El tratamiento oportuno de la depresión pudiera reducir el estrés y controlar la obesidad.

Depresión desencadena obesidad en las jóvenes Depresión desencadena obesidad en las jóvenes

Depresión desencadena obesidad en las jóvenes

La depresión eleva los niveles de hormonas, lo mismo entre los muchachos que en las muchachas, pero además produce obesidad en las jóvenes tan sólo, según investigadores. El tratamiento oportuno de la depresión pudiera reducir el estrés y controlar la obesidad, todo un acontecimiento médico.

“Esta es la primera vez que la reacción al cortisol se ha identificado como un mediador entre estado de ánimo deprimido y obesidad en las jovencitas”, dijo Elizabeth J. Susman, la profesora Jean Phillips Shibley de salud biocomportamental en la Penn State. “No habíamos notado en los jóvenes esta relación, pero nos ilustra sobre los factores de riesgo biológicos similares para la obesidad y la depresión.”

El cortisol, es una hormona que regula diversas funciones metabólicas en el cuerpo y se libera como reacción ante el estrés. Los estudiosos conocen de tiempo atrás que la depresión y cortisol se relacionan con la obesidad, si bien desconocían el mecanismo biológico exacto.

Aunque no está claro  por qué altas reacciones de cortisol se traducen en obesidad sólo en las jóvenes, los investigadores consideran que se debe a las diferencias fisiológicas y de comportamiento, la liberación de estrógenos y la alimentación inducida por estrés, en la manera en que los 2 géneros se manejan ante la ansiedad.

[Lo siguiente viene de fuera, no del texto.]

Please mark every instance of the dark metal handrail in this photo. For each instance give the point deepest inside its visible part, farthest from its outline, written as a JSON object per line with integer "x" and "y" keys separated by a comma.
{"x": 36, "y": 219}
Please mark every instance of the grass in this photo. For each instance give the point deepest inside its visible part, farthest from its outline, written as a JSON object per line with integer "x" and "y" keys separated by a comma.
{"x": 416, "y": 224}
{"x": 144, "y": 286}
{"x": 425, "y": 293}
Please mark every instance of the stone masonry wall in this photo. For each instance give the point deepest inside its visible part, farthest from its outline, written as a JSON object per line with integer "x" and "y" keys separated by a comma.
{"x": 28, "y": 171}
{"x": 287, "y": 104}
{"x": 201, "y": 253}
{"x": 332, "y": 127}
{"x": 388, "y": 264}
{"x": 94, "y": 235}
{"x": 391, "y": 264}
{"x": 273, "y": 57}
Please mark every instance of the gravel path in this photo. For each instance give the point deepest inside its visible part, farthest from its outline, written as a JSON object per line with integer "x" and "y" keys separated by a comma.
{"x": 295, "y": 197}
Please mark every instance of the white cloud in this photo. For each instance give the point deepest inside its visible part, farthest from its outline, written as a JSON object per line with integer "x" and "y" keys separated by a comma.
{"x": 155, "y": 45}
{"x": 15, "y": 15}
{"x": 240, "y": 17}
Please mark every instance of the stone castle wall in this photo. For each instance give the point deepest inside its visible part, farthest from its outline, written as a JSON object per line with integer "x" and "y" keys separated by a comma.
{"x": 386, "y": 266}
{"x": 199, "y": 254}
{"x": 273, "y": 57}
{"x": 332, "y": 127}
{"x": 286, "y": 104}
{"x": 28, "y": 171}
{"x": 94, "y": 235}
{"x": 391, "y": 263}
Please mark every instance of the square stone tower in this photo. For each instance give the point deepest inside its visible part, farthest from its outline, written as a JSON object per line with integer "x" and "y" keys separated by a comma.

“Las implicaciones serían comenzar a tratar a tiempo la depresión porque ya sabemos que la depresión, el cortisol y la obesidad se relacionan en la adultez”, dijo Susman.

Si se tratara a tiempo la depresión, observó ella, pudieran disminuirse los niveles de cortisol, y por ende la obesidad se reduciría.

“Sabemos que el estrés es un factor crítico en muchos problemas de salud física y mental”, dijo Susman. “Estamos considerando conjuntamente la biología del estrés, de las emociones y desórdenes para mejor entender tal problema de salud pública”.

Susman y sus colegas Lorah D. Dorn, profesor de pediatría, del Cincinnati Children’s Hospital Medical Center, y Samantha Dockray, especialista de postgrado, de la University College London, se sirvieron de un registro de conducta infantil con 111 muchachos y muchachas de los 8 a los 13 años para evaluar síntomas de depresión. Luego evaluaron el nivel de obesidad en la saliva de los menores antes y después de varias pruebas de estrés.

“Se puso a los niños a contar cuentos, a inventar cuentos y a hacer operaciones aritméticas”, dijo Susman, “Se les dijo a dichos niños que los resultados obtenidos se compararían con los de otros niños”.

Los análisis estadísticos de los datos sugieren que la depresión hace de aguijón en los niveles de cortisol, tras las pruebas de estrés en los niños y niñas, pero las altas reacciones de cortisol ante el estrés se asocian con la obesidda sólo en ellas. El equipo de investigadores publicó sus hallazgos en reciente ejemplar de Journal of Adolescent Health. 

“En dichos menores, principalmente el punto máximo de cortisol se vinculaba con la obesidad”, explicó Susman. “Era la inmediata respuesta ante el estrés”.